Estas molestias son aún más flagrantes si se tiene en cuenta que alguno de estos establecimientos como el Seaside Palm Beach, ha planificado y acometido reformas aprovechando el inicio de las obras de los “vecinos”.

Los tres establecimientos que rodean al RIU Oasis Maspalomas y podrían verse incomodados son:

  • Lopesan Costa Meloneras. Este hotel fue construido en 2000 y toda su fachada este está orientada a la parcela de RIU con lo que cierto número de sus habitaciones se ve afectada por las obras.
  • IFA Faro. También perteneciente a Lopesan Hotel Group no ha acometido ninguna reforma y no hay obras previstas a corto plazo, tal y como han confirmado desde su departamento de comunicación. Todo y pese a que otros hoteles de la misma marca y ubicados en la isla de Gran Canaria como el IFA Catarina, el IFA Continental y el IFA Beach han concluido sus procesos de remodelación en los últimos años. Su su fachada norte, que incluye su entrada principal, da a la parcela en obras.

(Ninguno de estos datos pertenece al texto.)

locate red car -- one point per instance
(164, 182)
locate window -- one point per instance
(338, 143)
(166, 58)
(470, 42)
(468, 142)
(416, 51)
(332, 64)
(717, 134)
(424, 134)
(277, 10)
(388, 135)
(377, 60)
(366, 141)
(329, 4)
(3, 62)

  • Seaside Palm Beach: El hotel ha permanecido cerrado del 4 de junio al 13 de julio, realizándose mejoras en la piscina principal, la pintura de la fachada interior, reparaciones en el solárium, recolocación de equipamientos y una reorganización del buffet. Desde el establecimiento explican que al ser informados sobre la reforma del RIU Maspalomas Oasis decidieron “minimizar el efecto y la molestia” a sus clientes, así que tanto propiedad como dirección acordaron cerrar el hotel “durante un período de 6 semanas”.